Basque, or Euskera, is not an Indo-European language, and since it has no relationship with any other languages, nor relations with French or Spanish, it can be considered the only language to have survived the Indo-European invasion, a genuine enigma for linguists and glottologists, who still consider it to be a completely separate language.
It is spoken by 600,000 persons in Northern Spain (in the País Vasco in Spain and the area north of Navarra) and the extreme South West of France (French Basque country) in the Département des Pyrénées Atlantiques, although it was originally spoken as far away as Aquitaine and the Central Pyrenees, and seems to have had considerable influence on the phonetics of Castilian.
Having been prohibited for almost 40 years under Franco (speaking it was a criminal offence), it almost completely disappeared in the last century. It was forbidden to give children Basque names, display signs and signals in Basque and the Academy of the Basque language was only recognised anew in 1976. It only started to flourish again in the late Fifties and early Sixties.
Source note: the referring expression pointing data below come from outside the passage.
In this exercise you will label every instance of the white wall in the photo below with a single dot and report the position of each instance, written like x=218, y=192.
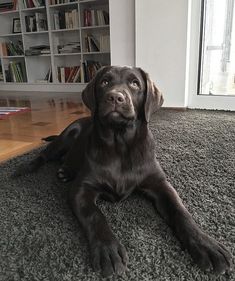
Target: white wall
x=122, y=32
x=161, y=46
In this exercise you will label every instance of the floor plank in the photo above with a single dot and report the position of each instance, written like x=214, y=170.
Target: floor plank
x=49, y=115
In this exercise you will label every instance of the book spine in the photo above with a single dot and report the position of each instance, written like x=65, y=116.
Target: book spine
x=62, y=74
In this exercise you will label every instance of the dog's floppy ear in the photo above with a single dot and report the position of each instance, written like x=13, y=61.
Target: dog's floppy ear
x=88, y=94
x=154, y=98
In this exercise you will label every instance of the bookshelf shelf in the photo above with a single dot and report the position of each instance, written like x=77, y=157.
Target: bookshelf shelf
x=95, y=53
x=41, y=55
x=13, y=57
x=35, y=9
x=94, y=27
x=36, y=32
x=70, y=4
x=65, y=30
x=11, y=35
x=68, y=64
x=9, y=12
x=67, y=54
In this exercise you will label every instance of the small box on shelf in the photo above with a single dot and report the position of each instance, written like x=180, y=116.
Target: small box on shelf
x=15, y=71
x=95, y=17
x=11, y=48
x=59, y=41
x=36, y=22
x=97, y=43
x=69, y=74
x=8, y=6
x=28, y=4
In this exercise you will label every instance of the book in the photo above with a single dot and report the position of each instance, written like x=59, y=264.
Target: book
x=15, y=72
x=65, y=19
x=37, y=22
x=93, y=17
x=91, y=44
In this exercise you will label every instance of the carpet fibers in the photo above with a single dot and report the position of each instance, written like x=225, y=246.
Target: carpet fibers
x=40, y=238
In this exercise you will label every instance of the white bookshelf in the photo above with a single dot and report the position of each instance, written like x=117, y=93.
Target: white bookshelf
x=37, y=66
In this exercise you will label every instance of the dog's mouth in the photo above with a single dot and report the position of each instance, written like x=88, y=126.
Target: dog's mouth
x=117, y=114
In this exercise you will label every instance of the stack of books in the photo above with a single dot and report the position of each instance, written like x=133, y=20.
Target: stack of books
x=89, y=69
x=55, y=2
x=11, y=48
x=15, y=72
x=8, y=6
x=69, y=74
x=47, y=79
x=38, y=50
x=33, y=3
x=71, y=47
x=95, y=17
x=102, y=44
x=37, y=22
x=66, y=19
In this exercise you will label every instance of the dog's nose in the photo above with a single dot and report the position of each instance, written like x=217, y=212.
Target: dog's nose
x=117, y=98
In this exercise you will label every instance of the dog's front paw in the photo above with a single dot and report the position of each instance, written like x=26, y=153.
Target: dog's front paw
x=109, y=257
x=64, y=174
x=208, y=253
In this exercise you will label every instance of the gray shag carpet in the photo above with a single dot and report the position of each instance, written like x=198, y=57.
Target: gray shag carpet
x=40, y=239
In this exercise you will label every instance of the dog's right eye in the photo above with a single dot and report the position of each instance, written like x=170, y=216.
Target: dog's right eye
x=104, y=82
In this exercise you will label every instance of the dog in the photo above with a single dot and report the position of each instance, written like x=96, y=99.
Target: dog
x=109, y=155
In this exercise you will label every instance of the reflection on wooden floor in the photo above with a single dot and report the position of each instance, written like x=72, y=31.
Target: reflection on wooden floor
x=49, y=115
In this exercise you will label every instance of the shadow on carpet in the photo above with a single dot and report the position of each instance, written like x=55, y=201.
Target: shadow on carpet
x=40, y=238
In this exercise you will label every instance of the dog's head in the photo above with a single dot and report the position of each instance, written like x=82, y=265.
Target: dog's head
x=122, y=94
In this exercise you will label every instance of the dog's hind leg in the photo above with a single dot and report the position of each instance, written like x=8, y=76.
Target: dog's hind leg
x=54, y=151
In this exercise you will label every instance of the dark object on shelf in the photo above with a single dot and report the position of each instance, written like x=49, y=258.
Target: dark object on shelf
x=8, y=6
x=55, y=2
x=11, y=48
x=69, y=74
x=70, y=47
x=91, y=44
x=89, y=69
x=15, y=72
x=33, y=3
x=37, y=22
x=16, y=27
x=66, y=19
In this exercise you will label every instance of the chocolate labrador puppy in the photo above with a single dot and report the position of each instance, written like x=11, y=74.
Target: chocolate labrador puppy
x=111, y=154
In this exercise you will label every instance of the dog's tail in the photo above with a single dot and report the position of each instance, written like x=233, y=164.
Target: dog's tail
x=50, y=138
x=29, y=168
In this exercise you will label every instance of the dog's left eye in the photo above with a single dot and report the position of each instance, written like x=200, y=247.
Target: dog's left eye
x=135, y=83
x=104, y=82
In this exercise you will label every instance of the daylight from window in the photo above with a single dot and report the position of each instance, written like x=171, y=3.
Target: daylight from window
x=218, y=48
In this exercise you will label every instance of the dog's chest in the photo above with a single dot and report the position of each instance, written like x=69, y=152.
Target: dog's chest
x=117, y=175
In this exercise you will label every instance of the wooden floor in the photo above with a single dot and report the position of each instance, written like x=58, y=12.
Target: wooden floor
x=49, y=115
With the arrival of a democratic regime in Spain, the Constitution of 1978 and the Estatuto de Gernika both achieved official recognition in the Basque Country, and Basque slowly returned to public life. The language is called “Euskera” since there was a need to unite the new dialects under a common set of linguistic rules.
The Basque people attribute so much importance to their language that they define and identify themselves above all in terms of the language itself.
They go so far as to call themselves Euskal Herria – the people of the Basque language – a term which identifies both the country and its population. The Euskal Herria today covers the provinces of Araba, Gipuzkoa and Bizkaia in Spain, Lapurdi and Zuberoa in France and Navarra, through which the national border runs.
The risk for Basque, which has recently increased in popularity as a spoken language in the south of the Basque Country, is that Euskera will become an academic language rather than the language of everyday, spoken by all those who agree with the Basques and identify their people with the language.
This trend, already evident in the Seventies, gave birth to the (originally clandestine and now officially recognised) counter-movement of the Ikastola – in other words, schools which use Basque as the medium of instruction.
Like Catalan and Galician, for example, Basque is an official language of the European Union, and Spain has agreed, since 1 January 2007, that certain secondary legislative acts will be published in Basque as well as Spanish.
Does Basque use any special characters which create problems in Word?
No, it uses only the Roman alphabet without any special characters, and can be displayed and printed without any particular problems.